Motoristas de aplicativos e taxistas adotam gel de álcool, vidro aberto e máscaras

JBr.

“Para quem pergunta como é ser motorista durante o coronavírus. Você sabe quando o Titanic afundou e a banda ainda estava tocando? Então, nós somos a banda ”, diz uma publicação compartilhada nos últimos dias nas redes sociais.

À medida que a pandemia progride, o medo de exposição ao vírus levou os taxistas e motoristas de aplicativos a tomarem medidas preventivas, como deixar o ar condicionado e usar gel de álcool e uma máscara. A situação também levou alguns profissionais da área a evitar aeroportos e hospitais e até a deixar o trabalho indefinidamente.

O motorista do aplicativo Wesley Coelho, 32, por exemplo, começou a usar uma máscara enquanto trabalhava há uma semana. “Sim, é preocupante (a situação), estou me protegendo com álcool e uma máscara. Eu acho que é uma maneira de me impedir. Eles dizem que não é eficiente (usar máscara), mas também não machuca “, diz ele, que oferece gel de álcool aos clientes há um ano e meio.” Vou usar luvas descartáveis ​​a partir desta semana “.

Coelho diz que a passagem do gel alcoólico se tornou uma das primeiras ações dos passageiros assim que eles entraram no carro. Além disso, ele vê uma redução no número de corridas nos últimos dois dias. “No começo, a máscara era estranha. Então eles veem que não tenho sintomas e me sinto mais confortável “.

Parceiro de uma empresa de transporte turístico, o taxista Eli Alves, 53 anos, cancelou cerca de 40 viagens desde o fim de semana. Ele até enviou vídeos para hotéis e empresas com os quais está associado para mostrar os passos que deu e começou a tomar devido à pandemia, já que cerca de 80% das carreiras que freqüenta costumavam ser turistas.

Há cerca de 15 dias, Eli Alves pendurou pequenos pacotes de gel de álcool nas laterais do carro, além do maior, que ele costumava disponibilizar e das máscaras que começou a oferecer. Além disso, ele também usa uma máscara ao procurar clientes nos aeroportos e possui um gel de álcool para uso pessoal.

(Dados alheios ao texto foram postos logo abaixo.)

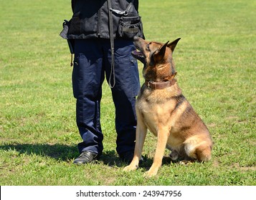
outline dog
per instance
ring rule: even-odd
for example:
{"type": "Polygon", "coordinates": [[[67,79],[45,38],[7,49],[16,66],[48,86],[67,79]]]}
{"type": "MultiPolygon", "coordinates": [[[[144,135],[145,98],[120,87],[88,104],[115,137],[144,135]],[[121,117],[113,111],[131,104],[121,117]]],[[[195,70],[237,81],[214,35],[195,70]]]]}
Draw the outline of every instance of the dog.
{"type": "Polygon", "coordinates": [[[144,66],[142,85],[136,99],[137,128],[133,159],[124,171],[138,167],[148,129],[157,136],[153,162],[146,176],[153,176],[162,164],[165,149],[170,157],[181,162],[211,159],[212,140],[203,121],[181,93],[175,79],[172,54],[180,38],[169,43],[147,41],[134,37],[131,54],[144,66]]]}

“Quando recebemos, já dissemos que o ar-condicionado não é recomendado e é deixado a critério dos (passageiros). Mostramos o álcool e as máscaras, mas a maioria já desce (do voo) com eles ”, afirma. “Todas as pessoas que entram no carro tomam o primeiro cuidado de lavar as mãos, a maioria delas nem sequer as deixa carregar a bagagem, o que era habitual. Eles estão evitando muito esses contatos, dizem pouco. “

Com o cancelamento das viagens, Alves começou a trabalhar principalmente em uma praça de táxis em Bom Retiro, na região central de São Paulo. “O movimento aqui caiu 70%. É terrível, um deserto ”, estima. “Vou à rua cedo e vou ficar mais tempo em exibição para tentar aliviá-la. Mas não adianta gastar mais tempo na rua porque não há movimento de pessoas “.

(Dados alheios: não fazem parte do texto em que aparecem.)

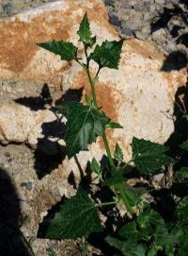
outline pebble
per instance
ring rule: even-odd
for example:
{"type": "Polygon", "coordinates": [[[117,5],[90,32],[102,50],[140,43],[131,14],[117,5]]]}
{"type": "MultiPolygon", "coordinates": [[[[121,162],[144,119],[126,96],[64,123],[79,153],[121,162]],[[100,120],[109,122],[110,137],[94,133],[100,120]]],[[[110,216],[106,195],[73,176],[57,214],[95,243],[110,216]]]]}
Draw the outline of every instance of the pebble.
{"type": "Polygon", "coordinates": [[[127,26],[126,21],[121,22],[121,33],[128,37],[133,35],[133,31],[127,26]]]}
{"type": "Polygon", "coordinates": [[[110,11],[109,12],[109,18],[110,18],[110,23],[114,26],[119,26],[120,24],[120,21],[118,19],[118,16],[113,12],[113,11],[110,11]]]}
{"type": "Polygon", "coordinates": [[[22,187],[25,187],[27,190],[31,191],[33,188],[33,182],[27,181],[27,182],[23,182],[21,183],[22,187]]]}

“Terça e quinta-feira não havia táxis parados nos pontos. Hoje (terça-feira 17), há 11 táxis parados no meu ponto “, diz ele. “A média de hoje no momento era de R $ 100 para cada motorista, com uma média de R $ 60 gastos em gasolina por dia. E há mais para gastar na rua, com almoço, comida. Ele está praticamente saindo para trocar dinheiro ”.

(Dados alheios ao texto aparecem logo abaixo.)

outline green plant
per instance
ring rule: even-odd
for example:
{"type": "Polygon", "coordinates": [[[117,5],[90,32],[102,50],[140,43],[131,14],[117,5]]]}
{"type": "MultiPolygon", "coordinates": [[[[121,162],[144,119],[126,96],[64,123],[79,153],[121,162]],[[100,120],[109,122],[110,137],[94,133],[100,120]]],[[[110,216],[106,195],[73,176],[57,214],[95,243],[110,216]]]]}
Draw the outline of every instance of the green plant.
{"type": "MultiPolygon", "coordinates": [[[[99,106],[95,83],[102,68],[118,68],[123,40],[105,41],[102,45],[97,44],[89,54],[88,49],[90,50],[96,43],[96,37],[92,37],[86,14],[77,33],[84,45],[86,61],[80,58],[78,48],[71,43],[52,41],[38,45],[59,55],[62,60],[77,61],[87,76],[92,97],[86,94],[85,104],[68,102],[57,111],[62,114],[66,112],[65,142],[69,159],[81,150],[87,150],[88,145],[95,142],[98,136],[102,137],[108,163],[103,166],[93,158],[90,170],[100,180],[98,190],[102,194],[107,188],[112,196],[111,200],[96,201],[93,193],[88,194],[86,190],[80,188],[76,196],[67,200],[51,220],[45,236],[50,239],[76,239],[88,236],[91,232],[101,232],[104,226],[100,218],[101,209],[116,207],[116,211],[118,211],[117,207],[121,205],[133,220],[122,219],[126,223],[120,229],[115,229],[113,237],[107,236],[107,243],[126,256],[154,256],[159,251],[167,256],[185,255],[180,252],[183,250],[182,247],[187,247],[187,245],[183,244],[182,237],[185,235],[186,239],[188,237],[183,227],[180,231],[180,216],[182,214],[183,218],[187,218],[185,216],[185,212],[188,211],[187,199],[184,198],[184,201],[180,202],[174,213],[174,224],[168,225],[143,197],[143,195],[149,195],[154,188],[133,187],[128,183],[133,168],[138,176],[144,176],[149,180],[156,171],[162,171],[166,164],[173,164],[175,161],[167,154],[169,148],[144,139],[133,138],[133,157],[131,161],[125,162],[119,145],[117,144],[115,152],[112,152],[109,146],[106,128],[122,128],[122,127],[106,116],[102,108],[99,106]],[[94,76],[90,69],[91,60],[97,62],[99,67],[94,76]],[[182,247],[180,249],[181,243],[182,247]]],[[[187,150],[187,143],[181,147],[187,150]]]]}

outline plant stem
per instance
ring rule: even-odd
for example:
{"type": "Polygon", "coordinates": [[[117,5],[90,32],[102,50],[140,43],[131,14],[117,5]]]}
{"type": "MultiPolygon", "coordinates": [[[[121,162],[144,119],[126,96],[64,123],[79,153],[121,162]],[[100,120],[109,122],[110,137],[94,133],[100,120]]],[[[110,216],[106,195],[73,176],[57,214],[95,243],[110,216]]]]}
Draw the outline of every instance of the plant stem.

O taxista calcula que ele tem reservas para manter por quatro meses se a situação não mudar. “O governo precisa agir, porque os tocos continuam chegando. Aqueles que são autônomos esperam uma medida mais responsável do governo. É assustador o que está acontecendo. “

Também devido à pandemia, o motorista George Abbas, 38 anos, decidiu parar de competir na sexta-feira, dia 13. “Ele já estava dirigindo com as janelas abaixadas e o gel de álcool no carro. Agora parei no trabalho, porque não quero correr riscos e também porque o movimento é muito fraco “.

“As pessoas perguntam sobre ligar e desligar o ar condicionado, e eu sempre digo a mesma coisa: ‘Senhora, é por razões de segurança, minha e sua'”, lembra ele. “A única medida que tomei foi que se eu visse a pessoa cheirando muito (com) o nariz escorrendo ou espirrando, eu logo abaixaria as janelas do carro”.

Ele decidiu não renovar o contrato de aluguel de veículos. “Eu sabia que íamos entrar em uma crise e decidi não renová-la. Vou esperar que tudo isso seja visto, mas vejo em grupos, os motoristas do Uber dizendo que nem sequer estão ganhando dinheiro com o combustível e outros interessados, porque pagam a taxa do carro “.